Warm-up: Compute \(\sigma(0)\), \(\sigma(1)\), and \(\sigma(-1)\) by hand (substitute into the formula). Verify your answers using the bar chart above. Then write a 3-line Python snippet to confirm.

Try it — edit and run (Shift+Enter)

Coding: Plot the sigmoid function for \(z \in [-6, 6]\) using 100 evenly spaced points. Use matplotlib (plt.plot). Add a horizontal dashed line at y=0.5 to show the decision boundary.
Challenge: The sigmoid of very large values can cause numerical issues (exp(-1000) underflows to 0 on some systems, which is fine; but exp(1000) overflows). Implement a numerically stable version of sigmoid that uses np.clip(z, -500, 500) before computing.
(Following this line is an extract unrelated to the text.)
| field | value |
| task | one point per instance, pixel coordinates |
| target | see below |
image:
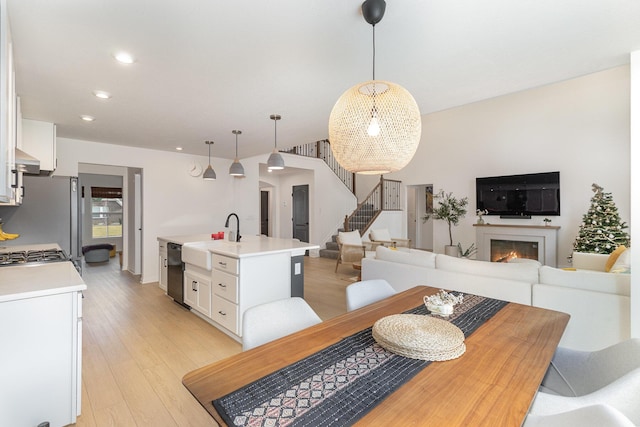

Verify it handles z=1000 and z=-1000 correctly.
Variant: Change the threshold from 0.5 to 0.7. How does this change the predictions on the 6 z-scores in the exercise? When would you want a higher threshold?
Debug: The code below uses the wrong threshold — it classifies as positive if prob < 0.5 instead of prob > 0.5. Fix it.

Try it — edit and run (Shift+Enter)

Conceptual: Why can we not use MSE as the loss function for classification? Sketch why the loss surface becomes flat and the gradient vanishes for a classifier trained with MSE + sigmoid.
Recall: Write the sigmoid formula from memory. What is \(\sigma(0)\)? What happens as \(z \to +\infty\) and \(z \to -\infty\)?